One of the most interesting case studies in this chapter is Umpqua Bank. In 1994, it had four branches and $150 million in assets. By the time King wrote the book, it had over 170 stores and $12 billion in assets.

But here is what matters. Umpqua did not succeed because of fancy furniture. They brought in the Ritz-Carlton customer service team to train their staff. They changed their entire culture. They measured success not just by products sold, but by visit frequency, service resolution times, and customer satisfaction. Staff were empowered to actually solve problems instead of following a rigid script.

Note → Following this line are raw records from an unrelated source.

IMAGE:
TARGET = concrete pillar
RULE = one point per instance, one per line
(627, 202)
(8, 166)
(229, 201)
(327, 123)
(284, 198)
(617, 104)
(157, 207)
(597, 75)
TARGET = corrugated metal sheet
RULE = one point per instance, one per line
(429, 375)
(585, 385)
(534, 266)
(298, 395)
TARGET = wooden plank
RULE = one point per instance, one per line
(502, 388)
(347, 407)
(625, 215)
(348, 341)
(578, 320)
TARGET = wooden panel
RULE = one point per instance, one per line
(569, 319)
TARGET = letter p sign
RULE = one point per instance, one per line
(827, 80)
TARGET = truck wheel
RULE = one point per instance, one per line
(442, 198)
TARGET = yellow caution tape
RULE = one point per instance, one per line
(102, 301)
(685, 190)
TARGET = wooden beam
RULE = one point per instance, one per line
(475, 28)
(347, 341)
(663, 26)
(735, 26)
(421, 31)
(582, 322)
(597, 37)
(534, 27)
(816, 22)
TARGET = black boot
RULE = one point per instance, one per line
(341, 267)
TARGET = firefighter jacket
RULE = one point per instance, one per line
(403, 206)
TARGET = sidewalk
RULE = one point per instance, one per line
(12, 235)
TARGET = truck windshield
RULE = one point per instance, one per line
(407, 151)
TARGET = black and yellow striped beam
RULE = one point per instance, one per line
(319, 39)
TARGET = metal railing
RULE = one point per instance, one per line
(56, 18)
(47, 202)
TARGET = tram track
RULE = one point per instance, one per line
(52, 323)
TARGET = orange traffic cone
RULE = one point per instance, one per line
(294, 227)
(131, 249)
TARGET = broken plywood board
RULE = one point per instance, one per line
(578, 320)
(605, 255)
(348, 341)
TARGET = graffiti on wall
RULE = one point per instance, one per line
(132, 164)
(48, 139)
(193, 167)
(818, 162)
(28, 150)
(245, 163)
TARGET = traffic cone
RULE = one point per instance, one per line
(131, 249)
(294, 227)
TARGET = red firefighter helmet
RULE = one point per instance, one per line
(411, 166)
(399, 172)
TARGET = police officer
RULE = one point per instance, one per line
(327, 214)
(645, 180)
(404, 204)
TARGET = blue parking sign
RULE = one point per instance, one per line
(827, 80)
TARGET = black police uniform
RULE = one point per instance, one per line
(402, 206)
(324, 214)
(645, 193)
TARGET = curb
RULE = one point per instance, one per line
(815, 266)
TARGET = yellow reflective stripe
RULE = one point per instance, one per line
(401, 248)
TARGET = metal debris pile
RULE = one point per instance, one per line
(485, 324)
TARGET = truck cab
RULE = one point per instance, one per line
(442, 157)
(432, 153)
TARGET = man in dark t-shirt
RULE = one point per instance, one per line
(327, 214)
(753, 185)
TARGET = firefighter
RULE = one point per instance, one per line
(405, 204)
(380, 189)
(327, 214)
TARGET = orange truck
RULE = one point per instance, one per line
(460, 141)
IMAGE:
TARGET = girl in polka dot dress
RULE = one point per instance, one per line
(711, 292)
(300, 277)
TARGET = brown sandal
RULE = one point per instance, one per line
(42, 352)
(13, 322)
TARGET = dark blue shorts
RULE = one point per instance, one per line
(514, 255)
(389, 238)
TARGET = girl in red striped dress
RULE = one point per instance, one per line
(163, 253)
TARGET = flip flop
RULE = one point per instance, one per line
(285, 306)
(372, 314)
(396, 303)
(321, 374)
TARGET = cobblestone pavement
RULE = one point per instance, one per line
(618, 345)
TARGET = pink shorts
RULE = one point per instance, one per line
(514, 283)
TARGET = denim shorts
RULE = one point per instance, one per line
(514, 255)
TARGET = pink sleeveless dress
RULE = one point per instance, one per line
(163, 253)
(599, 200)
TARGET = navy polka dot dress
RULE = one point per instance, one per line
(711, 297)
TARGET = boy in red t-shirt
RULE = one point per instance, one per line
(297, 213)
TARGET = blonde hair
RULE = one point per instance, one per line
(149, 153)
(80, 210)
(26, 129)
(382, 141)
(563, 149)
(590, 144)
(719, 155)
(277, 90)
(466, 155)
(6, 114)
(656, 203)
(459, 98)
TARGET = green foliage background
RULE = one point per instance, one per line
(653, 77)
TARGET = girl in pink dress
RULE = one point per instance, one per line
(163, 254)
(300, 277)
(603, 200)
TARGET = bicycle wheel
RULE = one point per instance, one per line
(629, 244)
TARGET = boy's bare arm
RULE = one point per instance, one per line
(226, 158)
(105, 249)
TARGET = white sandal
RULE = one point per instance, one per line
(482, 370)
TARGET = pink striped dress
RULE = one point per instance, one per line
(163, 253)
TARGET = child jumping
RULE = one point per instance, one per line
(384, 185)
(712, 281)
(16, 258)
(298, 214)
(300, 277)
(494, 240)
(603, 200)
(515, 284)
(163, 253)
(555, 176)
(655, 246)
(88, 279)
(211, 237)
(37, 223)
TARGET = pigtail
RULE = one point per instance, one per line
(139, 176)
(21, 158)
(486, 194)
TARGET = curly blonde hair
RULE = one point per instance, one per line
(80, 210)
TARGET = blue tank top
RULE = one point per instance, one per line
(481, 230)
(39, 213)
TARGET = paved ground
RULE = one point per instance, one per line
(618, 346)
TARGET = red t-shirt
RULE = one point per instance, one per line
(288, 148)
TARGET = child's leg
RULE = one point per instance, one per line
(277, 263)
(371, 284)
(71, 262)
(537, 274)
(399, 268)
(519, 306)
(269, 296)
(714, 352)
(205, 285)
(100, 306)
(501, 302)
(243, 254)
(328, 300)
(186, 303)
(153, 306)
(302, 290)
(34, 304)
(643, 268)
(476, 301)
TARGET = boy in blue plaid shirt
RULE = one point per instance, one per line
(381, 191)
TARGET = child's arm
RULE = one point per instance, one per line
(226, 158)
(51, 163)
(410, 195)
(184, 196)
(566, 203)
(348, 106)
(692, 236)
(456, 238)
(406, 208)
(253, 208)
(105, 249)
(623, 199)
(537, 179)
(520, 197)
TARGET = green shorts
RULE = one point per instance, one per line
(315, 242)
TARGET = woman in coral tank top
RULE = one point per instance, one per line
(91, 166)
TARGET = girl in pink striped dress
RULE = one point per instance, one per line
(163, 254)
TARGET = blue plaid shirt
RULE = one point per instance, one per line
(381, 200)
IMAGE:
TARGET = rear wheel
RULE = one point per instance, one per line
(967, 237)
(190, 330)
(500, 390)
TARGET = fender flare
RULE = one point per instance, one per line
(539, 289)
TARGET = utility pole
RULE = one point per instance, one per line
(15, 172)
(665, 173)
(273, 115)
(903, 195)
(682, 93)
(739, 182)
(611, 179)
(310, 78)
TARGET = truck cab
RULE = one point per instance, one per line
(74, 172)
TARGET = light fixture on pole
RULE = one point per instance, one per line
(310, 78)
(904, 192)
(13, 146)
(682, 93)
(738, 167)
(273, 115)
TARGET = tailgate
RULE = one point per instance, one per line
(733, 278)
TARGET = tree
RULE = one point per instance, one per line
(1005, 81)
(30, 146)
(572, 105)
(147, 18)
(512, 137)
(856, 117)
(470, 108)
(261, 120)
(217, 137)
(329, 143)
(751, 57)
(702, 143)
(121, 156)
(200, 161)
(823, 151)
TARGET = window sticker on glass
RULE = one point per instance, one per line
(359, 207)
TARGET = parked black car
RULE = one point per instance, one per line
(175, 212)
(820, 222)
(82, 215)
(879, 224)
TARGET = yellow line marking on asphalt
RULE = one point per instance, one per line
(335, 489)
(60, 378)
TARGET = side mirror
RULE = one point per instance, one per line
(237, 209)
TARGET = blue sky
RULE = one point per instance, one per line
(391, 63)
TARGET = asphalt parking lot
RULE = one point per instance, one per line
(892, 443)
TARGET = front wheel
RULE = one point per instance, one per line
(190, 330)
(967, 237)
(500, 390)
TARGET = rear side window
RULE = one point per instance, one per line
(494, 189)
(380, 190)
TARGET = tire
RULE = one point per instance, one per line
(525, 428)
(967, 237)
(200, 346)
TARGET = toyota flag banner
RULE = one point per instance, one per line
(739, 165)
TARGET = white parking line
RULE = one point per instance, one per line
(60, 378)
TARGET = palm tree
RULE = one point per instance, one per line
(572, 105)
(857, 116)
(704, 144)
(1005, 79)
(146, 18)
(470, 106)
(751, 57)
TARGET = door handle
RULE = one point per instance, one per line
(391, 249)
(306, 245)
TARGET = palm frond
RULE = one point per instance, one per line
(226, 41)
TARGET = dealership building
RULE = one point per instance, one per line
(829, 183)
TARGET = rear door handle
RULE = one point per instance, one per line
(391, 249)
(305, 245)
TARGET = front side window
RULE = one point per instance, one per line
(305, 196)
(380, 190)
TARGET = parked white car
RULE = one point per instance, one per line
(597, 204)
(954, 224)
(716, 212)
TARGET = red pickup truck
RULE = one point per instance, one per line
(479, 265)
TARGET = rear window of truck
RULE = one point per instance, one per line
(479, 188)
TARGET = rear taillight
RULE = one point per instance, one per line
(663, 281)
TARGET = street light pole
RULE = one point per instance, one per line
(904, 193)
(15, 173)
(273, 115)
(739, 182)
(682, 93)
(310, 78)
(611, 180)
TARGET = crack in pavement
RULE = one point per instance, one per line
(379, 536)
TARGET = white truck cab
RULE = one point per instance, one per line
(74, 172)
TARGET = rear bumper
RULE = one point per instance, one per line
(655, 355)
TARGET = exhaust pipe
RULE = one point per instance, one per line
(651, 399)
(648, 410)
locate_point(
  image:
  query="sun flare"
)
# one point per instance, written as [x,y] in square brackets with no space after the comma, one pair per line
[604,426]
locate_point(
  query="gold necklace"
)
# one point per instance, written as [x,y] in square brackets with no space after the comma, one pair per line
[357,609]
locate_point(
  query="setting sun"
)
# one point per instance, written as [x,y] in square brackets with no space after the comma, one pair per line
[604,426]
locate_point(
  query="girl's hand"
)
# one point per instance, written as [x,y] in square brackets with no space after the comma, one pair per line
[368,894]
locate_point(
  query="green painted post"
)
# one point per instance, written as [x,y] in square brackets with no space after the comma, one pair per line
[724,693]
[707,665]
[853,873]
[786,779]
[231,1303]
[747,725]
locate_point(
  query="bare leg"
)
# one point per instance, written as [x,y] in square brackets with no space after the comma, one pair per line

King then compares this to UBank in Australia, which grew to $10 billion in assets in under four years with zero branches. So clearly branches are not the secret sauce. Culture and service are.

My Take

This chapter hit hard for me because I have lived this shift. I genuinely cannot remember the last time I walked into a bank branch by choice. Every time I have gone, it was because some process required a physical signature or a notarized document. And every single time, I left thinking “that could have been an email.”

King’s point about utility is the most important takeaway. Banking is a tool, not a destination. The moment you frame it that way, the argument for keeping thousands of expensive branches falls apart.

The psychology angle is real though. There is comfort in knowing a physical location exists. But comfort is not the same as usage. And you cannot justify billions in real estate costs based on vibes.

What is wild is that King wrote this in 2012, and most of his predictions turned out to be conservative. Branch closures have accelerated way beyond what he expected. COVID alone wiped out years of “gradual transition” planning.

The banks that get this right will be the ones that stop asking “how do we get customers back into branches?” and start asking “how do we serve customers wherever they already are?” That is the Bank 3.0 mindset. And honestly, it is just common sense.